The mainstream media has clearly not indicted Asians and neither has the amazing student body, faculty, and administration at VT. Nor have the victims' friends and families made any comments about it.
It's so sad to me that the automatic expectation from the Asian American community was that white people were going to immediately bash them for Cho's crime. We really have not made any progress if this is still the expectation. As a white person, I feel ashamed and angry that Asian Americans like Yang would stereotype me as a would-be basher.
White people live and work with Asians, African Americans, and Hispanics/Latinos every day. Heck, some of us are even married to Asians and have Hapa kids! I'm sickened that the level of discourse in this country has once again devolved to amped up charges of racism when there is so little to substantiate that.

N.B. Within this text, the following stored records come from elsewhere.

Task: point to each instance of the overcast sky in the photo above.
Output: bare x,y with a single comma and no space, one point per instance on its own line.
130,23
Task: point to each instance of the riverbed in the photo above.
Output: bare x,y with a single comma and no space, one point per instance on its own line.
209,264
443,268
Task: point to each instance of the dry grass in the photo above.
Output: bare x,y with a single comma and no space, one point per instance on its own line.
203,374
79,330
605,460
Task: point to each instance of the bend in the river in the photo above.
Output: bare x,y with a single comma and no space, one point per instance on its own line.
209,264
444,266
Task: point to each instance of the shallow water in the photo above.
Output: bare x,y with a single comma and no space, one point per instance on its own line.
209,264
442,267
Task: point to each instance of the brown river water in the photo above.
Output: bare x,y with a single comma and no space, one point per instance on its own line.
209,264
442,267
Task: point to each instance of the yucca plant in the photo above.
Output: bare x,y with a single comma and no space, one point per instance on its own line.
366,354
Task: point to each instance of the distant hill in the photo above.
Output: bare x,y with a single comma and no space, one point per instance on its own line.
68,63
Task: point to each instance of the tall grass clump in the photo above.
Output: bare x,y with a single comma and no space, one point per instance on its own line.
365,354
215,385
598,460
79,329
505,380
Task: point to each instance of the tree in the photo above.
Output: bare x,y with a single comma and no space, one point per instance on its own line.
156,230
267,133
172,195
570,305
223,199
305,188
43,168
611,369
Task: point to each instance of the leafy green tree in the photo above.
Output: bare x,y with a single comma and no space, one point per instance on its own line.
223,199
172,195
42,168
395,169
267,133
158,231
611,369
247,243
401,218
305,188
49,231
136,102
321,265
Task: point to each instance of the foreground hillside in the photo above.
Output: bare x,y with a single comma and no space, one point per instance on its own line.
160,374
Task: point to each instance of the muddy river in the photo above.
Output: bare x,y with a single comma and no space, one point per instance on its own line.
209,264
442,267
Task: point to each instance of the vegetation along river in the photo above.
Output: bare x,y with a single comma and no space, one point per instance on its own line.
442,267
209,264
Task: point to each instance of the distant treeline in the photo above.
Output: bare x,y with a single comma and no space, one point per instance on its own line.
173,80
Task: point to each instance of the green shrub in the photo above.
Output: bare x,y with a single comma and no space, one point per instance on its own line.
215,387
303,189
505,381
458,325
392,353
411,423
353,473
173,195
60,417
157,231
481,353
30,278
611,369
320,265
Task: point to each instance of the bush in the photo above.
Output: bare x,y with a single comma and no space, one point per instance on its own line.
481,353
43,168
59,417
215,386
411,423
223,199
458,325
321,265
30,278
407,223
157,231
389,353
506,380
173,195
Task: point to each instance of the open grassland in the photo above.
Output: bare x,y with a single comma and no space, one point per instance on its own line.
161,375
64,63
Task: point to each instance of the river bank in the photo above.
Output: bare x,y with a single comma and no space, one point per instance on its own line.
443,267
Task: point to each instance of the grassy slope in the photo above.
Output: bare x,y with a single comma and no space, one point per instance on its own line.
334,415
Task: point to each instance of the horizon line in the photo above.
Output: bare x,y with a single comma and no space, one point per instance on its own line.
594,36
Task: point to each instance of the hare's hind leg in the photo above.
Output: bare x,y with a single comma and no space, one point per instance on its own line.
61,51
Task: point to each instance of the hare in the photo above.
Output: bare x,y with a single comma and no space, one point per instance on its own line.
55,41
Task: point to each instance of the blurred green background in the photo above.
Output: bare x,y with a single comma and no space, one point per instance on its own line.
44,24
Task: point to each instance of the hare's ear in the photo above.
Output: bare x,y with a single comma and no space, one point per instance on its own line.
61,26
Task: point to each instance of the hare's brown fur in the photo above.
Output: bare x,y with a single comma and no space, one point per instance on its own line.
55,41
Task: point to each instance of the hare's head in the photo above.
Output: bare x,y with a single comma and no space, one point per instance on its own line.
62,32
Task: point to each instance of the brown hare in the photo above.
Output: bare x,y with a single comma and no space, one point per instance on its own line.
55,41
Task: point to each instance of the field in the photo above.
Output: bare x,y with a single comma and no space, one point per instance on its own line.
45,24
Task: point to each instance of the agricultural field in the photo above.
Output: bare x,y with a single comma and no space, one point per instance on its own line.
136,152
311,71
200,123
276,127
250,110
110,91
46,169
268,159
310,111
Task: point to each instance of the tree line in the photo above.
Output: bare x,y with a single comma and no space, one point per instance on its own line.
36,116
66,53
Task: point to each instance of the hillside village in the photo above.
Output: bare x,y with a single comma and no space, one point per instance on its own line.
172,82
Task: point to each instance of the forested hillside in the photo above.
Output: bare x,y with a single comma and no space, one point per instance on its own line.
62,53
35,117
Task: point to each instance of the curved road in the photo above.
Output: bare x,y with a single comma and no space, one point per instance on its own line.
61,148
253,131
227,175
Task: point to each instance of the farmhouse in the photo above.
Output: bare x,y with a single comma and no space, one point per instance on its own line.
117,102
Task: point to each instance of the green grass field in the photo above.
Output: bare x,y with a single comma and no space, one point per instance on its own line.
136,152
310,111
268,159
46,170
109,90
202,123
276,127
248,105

Why can't we all just agree that Cho was a profoundly disturbed and mentally ill young man whose actions were the result of his illness and his own personal lived experiences? And that those experiences included immigrating to the US at age 8, growing up middle-class in what to him must have been a very foreign country for at least a few years, having to adapt and learn a new language, being bullied at school for his social awkwardness and speech issues, the frustrations he likely felt when his overbearing romantic affections were not returned, and a general sense that no one understood or could understand his pain. None of those reasons have anything at all to do with being Asian. They could apply to ANY person who immigrated to this country at a young age; or who was bullied a lot as a kid; or who had obsessions with women that resulted in harassment and stalking. There is a way to talk about this without addressing ethnicity. But the thing is--his cultural background will (and should) be addressed because it IS a part of his personal context, just as it would have been addressed in the "culturally-sensitive" therapy that Yang would have sent him to.
Not to take a cheap shot at Yang, but his writing stinks of the kind of Gen X identity politics-mongering that was his bread-and-butter at A Magazine. He should get with the program and realize that the generations after him, including that of Cho and his victims, are far more enlightened and nonchalant about difference (be it ethnic, religious, or sexual orientation) than he and his fellow neurotic Gen Xers ever were.